Catching cancer early via routine screening can greatly improve the chances of surviving the disease. However, in the US, the Centers for Disease Control and Prevention (CDC) currently only supports screening for a few types of cancer including lung, colorectal, cervical, and breast cancer “as recommended by the U.S. Preventive Services Task Force (USPSTF),” the public health agency states.
According to the CDC, screening for other cancer types, such as thyroid, testicular, prostate, pancreatic, and ovarian cancers “has not been shown to reduce deaths from those cancers” and there is not yet enough evidence to support screening for skin, oral, or bladder cancers in healthy people.
There are not yet approved biomarker methods for screening for these cancer types, but researchers have been working on multi-cancer early detection (MCED) tests that can simultaneously detect many different cancer types, though many of these options have several challenges. However, one recently reported example could offer a better alternative to these emerging MCED tests. In the study, a research team based mainly in Sweden developed a non-invasive test for 14 types of cancer using free glycosaminoglycan profiles (GAGomes) as metabolic biomarkers, rather than being based on detecting circulating free DNA like other methods.
In the results of their study published December 5, 2022 in PNAS, the researchers showed that their MCED method using urine and plasma samples detected more cancers than other non-invasive options currently available, which include liquid biopsies based on genomic biomarkers.
In their study, the team explored the use of plasma and urine GAGomes as a cancer detection method for 14 cancer types using 2,064 samples from a mix of 1,260 individuals who either had cancer or were healthy. They found that there were “widespread cancer-specific changes in biofluidic GAGomes recapitulated in an in vivo cancer progression model” and developed three machine learning models based on these changes to detect multiple cancers, as well as a liquid biopsy assay.

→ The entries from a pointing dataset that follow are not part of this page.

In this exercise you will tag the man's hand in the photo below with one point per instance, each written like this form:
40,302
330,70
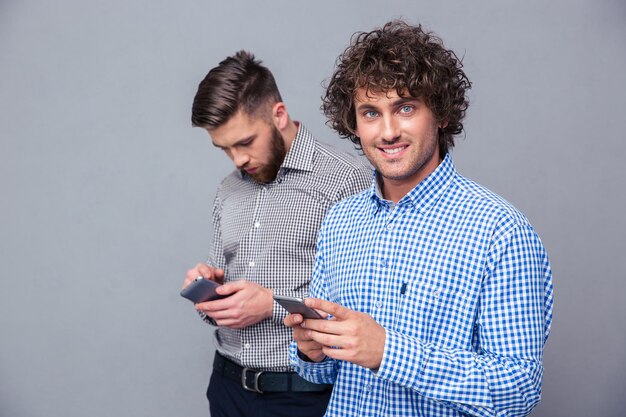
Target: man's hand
208,272
349,335
246,304
311,349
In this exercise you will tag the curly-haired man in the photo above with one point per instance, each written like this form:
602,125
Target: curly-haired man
439,292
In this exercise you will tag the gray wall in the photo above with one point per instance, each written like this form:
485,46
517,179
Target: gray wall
106,189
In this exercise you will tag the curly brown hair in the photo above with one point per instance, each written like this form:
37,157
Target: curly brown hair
406,59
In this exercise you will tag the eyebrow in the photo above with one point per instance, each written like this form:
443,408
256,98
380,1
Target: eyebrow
396,103
238,143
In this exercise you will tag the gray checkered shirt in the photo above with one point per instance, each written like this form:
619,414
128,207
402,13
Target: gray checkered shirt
266,233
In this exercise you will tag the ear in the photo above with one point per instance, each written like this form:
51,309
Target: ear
280,117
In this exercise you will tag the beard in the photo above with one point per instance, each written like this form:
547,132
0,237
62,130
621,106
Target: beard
267,173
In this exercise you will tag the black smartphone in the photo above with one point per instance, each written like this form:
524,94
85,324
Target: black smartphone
296,305
201,290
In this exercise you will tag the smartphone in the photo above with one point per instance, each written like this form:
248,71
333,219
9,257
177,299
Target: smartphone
296,305
201,290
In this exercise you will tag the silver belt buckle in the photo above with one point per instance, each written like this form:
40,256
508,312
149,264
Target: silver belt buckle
257,375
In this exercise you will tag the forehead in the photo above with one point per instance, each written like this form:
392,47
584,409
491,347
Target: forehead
364,96
239,127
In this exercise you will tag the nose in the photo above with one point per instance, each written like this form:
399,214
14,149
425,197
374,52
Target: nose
239,158
391,129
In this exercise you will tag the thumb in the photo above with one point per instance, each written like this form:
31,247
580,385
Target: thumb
218,275
230,287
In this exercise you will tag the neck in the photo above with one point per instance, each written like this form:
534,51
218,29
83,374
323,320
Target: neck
289,133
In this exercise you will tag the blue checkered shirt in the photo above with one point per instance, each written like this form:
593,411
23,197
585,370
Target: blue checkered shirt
463,287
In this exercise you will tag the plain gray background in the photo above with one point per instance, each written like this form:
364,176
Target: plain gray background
106,189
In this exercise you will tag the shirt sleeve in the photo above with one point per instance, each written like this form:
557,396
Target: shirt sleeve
324,372
216,257
357,181
502,375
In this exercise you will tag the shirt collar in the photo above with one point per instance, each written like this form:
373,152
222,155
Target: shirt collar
300,155
425,194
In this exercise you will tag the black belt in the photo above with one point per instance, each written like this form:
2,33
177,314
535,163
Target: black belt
262,381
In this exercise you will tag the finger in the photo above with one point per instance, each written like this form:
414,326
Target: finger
218,275
292,320
215,305
333,309
327,339
330,326
231,287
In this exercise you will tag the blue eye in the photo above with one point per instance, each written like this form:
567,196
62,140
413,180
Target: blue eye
370,114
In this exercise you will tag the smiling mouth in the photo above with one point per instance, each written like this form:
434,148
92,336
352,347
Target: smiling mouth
393,151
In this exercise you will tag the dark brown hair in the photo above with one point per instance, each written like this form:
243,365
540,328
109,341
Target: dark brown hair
406,59
238,82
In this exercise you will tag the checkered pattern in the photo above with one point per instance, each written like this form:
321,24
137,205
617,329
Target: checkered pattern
466,335
266,233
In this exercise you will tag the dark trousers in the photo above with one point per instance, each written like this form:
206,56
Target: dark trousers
228,398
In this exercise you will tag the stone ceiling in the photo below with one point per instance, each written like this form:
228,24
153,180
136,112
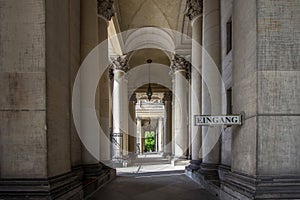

Based on the MCED scores from the models, the assay was able to detect stage I cancers with up to 62 percent sensitivity and 95 percent specificity for all 14 cancers studied, compared with 39 to 73 percent sensitivity to 12 types of stage I cancers for other MCED assays. The combined biomarker profiles also “predicted any cancer type with poor prognosis within 18 months with 43 percent” sensitivity.
While the researchers note that more research needs to be done into the association of GAGomes and cancer occurrence in order to minimize “false positives in a clinical setting,” they say the biomarkers show promise for a simple, low-cost test for early detection of multiple cancers.
“Overall, GAGomes appeared to be powerful MCED metabolic biomarkers, potentially doubling the number of stage I cancers detectable using genomic biomarkers,” the researchers stated.